Since its launch in mid-September, the unit has assessed and transported eight suspected stroke patients back to UCLA. Two patients had what are known as transient ischemic strokes, and the symptoms resolved on their own; six had had previous strokes and were not feeling well, but not having new strokes and didn’t need treatment. One patient, however, a woman in her 70s, felt a bit weak, did not have the classic stroke signs of a droopy mouth and slurred speech, but did have weakness in one arm.  The paramedics called the mobile stroke unit which responded and did a CT scan which showed  Nour that the patient had bleeding on the brain. The patient was immediately transported to UCLA where she had surgery that day and has since been released without suffering any adverse consequences of the bleeding. “The paramedic wasn’t sure the patient was having a stroke,” said Nour, “but since he knew he could call us he deferred to our unit which resulted in the patient’s very prompt treatment.”

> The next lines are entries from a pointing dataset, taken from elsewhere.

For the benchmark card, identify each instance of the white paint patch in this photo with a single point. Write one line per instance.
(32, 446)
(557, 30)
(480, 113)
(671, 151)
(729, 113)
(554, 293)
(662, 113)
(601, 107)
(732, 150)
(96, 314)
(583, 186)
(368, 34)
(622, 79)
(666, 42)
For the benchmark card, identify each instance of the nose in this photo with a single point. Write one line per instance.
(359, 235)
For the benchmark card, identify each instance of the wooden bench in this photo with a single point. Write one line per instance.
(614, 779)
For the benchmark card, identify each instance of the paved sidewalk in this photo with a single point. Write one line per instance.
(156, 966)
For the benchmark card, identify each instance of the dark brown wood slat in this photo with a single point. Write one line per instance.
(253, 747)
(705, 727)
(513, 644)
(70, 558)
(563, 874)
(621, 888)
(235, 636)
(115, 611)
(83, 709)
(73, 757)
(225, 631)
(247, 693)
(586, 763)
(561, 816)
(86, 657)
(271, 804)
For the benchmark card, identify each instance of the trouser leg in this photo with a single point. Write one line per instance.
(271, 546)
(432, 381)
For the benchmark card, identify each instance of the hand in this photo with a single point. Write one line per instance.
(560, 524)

Peter Panagos, professor of emergency medicine and neurology at Washington University in St. Louis, and vice chair of the American Stroke Association’s stroke council says he thinks the mobile units are valuable to the community even beyond the assessment and treatment they provide. “Just the marketing for a mobile stroke unit improves education about stroke symptoms” said Panagos. When community members see a mobile stroke unit driving around, or parked in a church or school parking lot, it generates questions and raises awareness of stroke and stroke prevention, even though you can’t quantify that return on investment.”

Beginning sometime next year the mobile stroke unit will run every week as it expands to other counties in Los Angeles and then will rely on a neurologist based at the hospital who reviews scans and patients through a video hookup—a less expensive option than having a neurologist on board.  For now, insurance does not cover the unit’s care for a patient but Saver hopes that the national clinical trial will provide the data that will convince insurers to pay for assessment and treatment in a mobile stroke unit.  Legislation is also pending in Congress that calls on Medicare and other insurers to cover stroke telemedicine, which could, if passed, be extended to cover assessment and care on mobile stroke units as well.